Guys, guys, your high powered flash would work better if they took 18650s


When I bought my SB-910 I decided to do some extensive researching on the net, for several weeks, to find the best batteries for my flash, and for my battery grip. For both hardware’s I was primarily looking for batteries that could give the fastest recharging and the most FPS.
My results 2 years ago gave me Hähnel (2700) for MB-D12, Ansmann (2850) primary for SB-910, and Sanyo Eneloop (1900) backup for SB-910.

I see you have not tested Hähnel. Reason?

Kimberly Rachel Aker

Why would we not buy the chargers that come with some of the battery brands?
And are the Amazon Basics truly a bit bigger? I am not up for damaging my gear at all!

Kimberly Rachel Aker

Oh! Ok, that was very helpful! Will be buying one of the recommended chargers then! And potentially the Amazon batteries.
Thank you so much for the very quick and helpful reply!

Mike Sweeney

My Amazon basics ( the first batch) are going on three years. Have not missed a beat and still work as well as the eneloops. The AB actually held up better when I ran my old “battery hell” test of full power dumps in a old school vivatar flash. The new XX ABs are only 6 months old but they do last measurably longer and I have not had any “fit and finish” issues with them or the original AB. At this point, I have about 40 of them kicking around for my flashes, my wireless mice, toys and whatnot. In fact the only device that the enveloops and ABs are snug in is the Microsoft Xbox controller. But it’s snug, not tight.

Matthew Saville

I haven’t yet tried some of the others, but I can definitely say that my Eneloop (standard) batteries have out-lived the Tenergy alternatives I’ve been also using.

I’ve used over a dozen of both brands for over 3 years now, and basically half of the Tenergy batteries now simply don’t hold a charge, or accept a charge, while 100% of the Eneloops are still going strong.

Until someone else can give a 3-year, heavy usage report on the other alternatives, (Duraloops and Amazon Basics do sound promising, though) …I’m going to stick with Eneloop standards.


Seems that the Amazon basics are rated for 1000 charge cycles, not the 1800 as this article mentions. That means the real Eneloops at 2100 charge cycles would have more than twice the life in the long run and a way better LSD at 10 years shelf life. More than twice the life makes the cost in the long run cheaper for the real Eneloops. I’ll stick with the real Eneloops.

joseph durante

just began using eneloop std eneloop pro mainly for photographic applications.they are definitely the best.i used duracell rechargeable prior and
they did not perform as well.i own the la crosse bc1000 and it is an awesome charger.i also own the maha wizard one c9000 and it is if anything an even better charger than the has a breakin cycle that charges at .1c for 16hrs,rest for 1 hour,discharge at .2c,rest 1hour and finally charge at .1c for 16hours a second time then follows up with a 100 ma top off charge for 2 hours and then a trickle charge.i have brought useless and old nimh batteries back to life with this feature.also it does a impedance check at the beginning of the charge cycle to see if the battery is still good.

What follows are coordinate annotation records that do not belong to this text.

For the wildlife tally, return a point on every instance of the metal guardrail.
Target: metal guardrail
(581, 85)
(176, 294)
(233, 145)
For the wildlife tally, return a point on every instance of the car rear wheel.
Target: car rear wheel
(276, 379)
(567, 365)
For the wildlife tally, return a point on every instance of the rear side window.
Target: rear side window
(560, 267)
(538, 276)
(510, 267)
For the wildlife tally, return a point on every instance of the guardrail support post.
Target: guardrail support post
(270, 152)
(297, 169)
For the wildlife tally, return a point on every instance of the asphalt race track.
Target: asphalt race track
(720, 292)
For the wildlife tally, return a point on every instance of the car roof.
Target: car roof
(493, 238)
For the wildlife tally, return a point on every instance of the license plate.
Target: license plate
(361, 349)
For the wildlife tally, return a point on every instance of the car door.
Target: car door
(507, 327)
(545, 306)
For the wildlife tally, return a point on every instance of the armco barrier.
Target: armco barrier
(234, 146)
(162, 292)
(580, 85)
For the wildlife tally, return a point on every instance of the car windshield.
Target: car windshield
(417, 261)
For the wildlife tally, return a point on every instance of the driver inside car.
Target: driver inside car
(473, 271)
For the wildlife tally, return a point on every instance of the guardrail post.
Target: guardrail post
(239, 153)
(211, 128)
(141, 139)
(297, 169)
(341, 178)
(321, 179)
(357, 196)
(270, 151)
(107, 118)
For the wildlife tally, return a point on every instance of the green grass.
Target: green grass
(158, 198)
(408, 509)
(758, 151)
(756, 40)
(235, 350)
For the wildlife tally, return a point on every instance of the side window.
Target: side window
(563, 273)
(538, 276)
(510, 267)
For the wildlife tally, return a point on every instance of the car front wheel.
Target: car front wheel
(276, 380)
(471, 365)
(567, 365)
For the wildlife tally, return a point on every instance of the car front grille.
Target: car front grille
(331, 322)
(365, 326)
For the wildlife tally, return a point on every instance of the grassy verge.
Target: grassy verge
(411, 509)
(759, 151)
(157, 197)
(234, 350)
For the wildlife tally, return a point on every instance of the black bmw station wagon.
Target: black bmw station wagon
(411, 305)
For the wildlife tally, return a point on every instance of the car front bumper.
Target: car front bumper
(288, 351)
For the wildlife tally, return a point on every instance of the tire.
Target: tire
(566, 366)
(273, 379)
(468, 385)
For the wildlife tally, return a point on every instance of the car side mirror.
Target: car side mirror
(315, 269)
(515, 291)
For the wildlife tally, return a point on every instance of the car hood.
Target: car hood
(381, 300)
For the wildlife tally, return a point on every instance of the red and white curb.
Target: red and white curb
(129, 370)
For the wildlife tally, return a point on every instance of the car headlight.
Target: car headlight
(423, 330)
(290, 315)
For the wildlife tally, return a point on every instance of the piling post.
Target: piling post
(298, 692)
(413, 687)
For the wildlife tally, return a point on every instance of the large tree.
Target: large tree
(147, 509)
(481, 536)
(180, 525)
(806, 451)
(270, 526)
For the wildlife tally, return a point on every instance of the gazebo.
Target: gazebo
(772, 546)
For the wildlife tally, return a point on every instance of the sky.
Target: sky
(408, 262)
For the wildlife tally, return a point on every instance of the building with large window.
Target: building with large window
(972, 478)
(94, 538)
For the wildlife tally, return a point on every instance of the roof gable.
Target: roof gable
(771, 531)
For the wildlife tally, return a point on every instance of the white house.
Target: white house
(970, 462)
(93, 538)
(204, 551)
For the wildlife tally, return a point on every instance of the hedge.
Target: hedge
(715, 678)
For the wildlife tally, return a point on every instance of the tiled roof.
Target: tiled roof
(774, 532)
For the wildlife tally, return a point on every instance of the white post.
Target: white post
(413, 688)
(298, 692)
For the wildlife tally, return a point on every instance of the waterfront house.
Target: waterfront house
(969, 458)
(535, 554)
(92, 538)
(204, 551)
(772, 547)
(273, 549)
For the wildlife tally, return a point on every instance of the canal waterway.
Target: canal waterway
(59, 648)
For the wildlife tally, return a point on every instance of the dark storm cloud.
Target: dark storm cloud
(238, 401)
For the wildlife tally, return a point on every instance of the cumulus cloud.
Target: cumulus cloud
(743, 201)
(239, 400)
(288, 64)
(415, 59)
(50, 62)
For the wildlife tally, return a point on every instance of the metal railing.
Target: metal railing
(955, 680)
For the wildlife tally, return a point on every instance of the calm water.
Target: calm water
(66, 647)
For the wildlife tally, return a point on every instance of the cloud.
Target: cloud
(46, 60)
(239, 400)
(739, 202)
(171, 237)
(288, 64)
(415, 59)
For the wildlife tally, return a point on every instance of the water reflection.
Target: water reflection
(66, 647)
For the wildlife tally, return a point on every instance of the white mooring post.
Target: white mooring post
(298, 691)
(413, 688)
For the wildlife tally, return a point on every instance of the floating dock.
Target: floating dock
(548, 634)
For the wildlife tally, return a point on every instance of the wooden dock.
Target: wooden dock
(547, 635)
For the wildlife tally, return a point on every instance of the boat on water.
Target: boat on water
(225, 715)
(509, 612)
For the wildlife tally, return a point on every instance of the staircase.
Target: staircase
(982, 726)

AmazonBasics are fatter than their Eneloop counterparts. May not be worth the savings if you can’t get them in or out. There’s a lot of variation when it comes to their exact capacity.

Michael Lombardi

I *just* bought some batteries and I have to say, those black Eneloops made my shorts a little wet, but I couldn’t justify the cost. I grabbed 4 Amazon whites and 8 Amazon blacks. It sounds like I made a good buy!

Michael Lombardi

That is *exactly* how my train of thought played out. “Well, the Eneloop Pro is 20% more capacity. But I could buy a 2nd set for the same price. And while I don’t want to carry around more batteries, 20% more isn’t enough to get me through an entire extra day of shooting.”